# Riley Nelson breaking records



## coyoteslayer (Sep 10, 2007)

I never thought Riley Nelson would break any records this year since there are so many great wonderful super athletic BYU players that came before him and blessed BYU with their presents . Well I was wrong, very wrong in fact because Riley Nelson has turned the ball over so many times this year that it's a school record. Of course as a team BYU holds the record for the most turnovers in one game or season for that matter, but if we just talk about individual players then Riley Nelson is the man.


----------



## HighNDry (Dec 26, 2007)

I would hate to be the QB that messed up the long line of decent QBs that came through Brigham Young, but it looks like Riley will be that guy. I guess he could brag to his kids and grandkids that he played Div 1 football at BYU and hope that the offspring never look at the record books or any of his statistics. I think if he would have stayed at Utah State, they would have let him go or at least told him to keep the trap shut and ride the bench as a back-up. Oh well, I hope the Y can get back to the program they used to have down there and wash away the memory of Nelson and Heaps.


----------



## fatbass (Sep 11, 2007)

BYU needs a top-notch defensive coordinator first so that Bronco can step away from play-calling. That guy is an offensive idiot.


----------



## Catherder (Aug 2, 2008)

Do any of you guys feel that watching Utah and BYU games are like watching the same team play? Each team is good enough to keep it close against good competition, but both offenses gack it up at the end, removing the chance for victory. 

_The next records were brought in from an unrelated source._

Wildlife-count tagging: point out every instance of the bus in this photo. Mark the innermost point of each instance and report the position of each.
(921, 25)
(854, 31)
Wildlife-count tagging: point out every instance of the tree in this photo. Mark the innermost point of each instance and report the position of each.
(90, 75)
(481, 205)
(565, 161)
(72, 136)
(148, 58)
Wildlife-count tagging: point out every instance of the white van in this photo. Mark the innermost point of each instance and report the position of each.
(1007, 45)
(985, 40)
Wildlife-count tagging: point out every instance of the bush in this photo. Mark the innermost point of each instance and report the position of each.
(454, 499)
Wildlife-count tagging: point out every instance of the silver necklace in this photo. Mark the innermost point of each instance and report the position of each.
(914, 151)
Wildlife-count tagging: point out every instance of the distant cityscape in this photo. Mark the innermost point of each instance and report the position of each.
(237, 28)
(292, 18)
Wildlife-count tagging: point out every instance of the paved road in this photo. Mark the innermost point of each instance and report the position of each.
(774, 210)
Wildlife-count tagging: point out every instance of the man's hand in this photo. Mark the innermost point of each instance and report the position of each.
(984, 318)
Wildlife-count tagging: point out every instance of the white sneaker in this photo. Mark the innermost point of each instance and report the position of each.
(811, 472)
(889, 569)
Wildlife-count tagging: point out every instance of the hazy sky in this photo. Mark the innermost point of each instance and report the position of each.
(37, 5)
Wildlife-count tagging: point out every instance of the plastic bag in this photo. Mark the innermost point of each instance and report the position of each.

Maybe Utefans and cougarfans can give each other a group hug at the end of the year, since we are both going through the same emotions?


----------



## HighNDry (Dec 26, 2007)

Riley Nelson can't hit a wide-opened receiver. Give BYU a QB like they've had in the past and their record would be different.


----------



## GaryFish (Sep 7, 2007)

How about a kicker that can make a field goal? In spite of Nelson's weaknesses, 3 of the 4 losses would have had different outcomes if we had even a half decent field goal kicker. So it goes.


----------



## HighNDry (Dec 26, 2007)

But the field goal kicker they have has a lot of heart, grit, determination and honor.


----------



## GaryFish (Sep 7, 2007)

HighNDry said:


> But the field goal kicker they have has a lot of heart, grit, determination and honor.


And a bad back and re-built knee. And he can't make field goals.


----------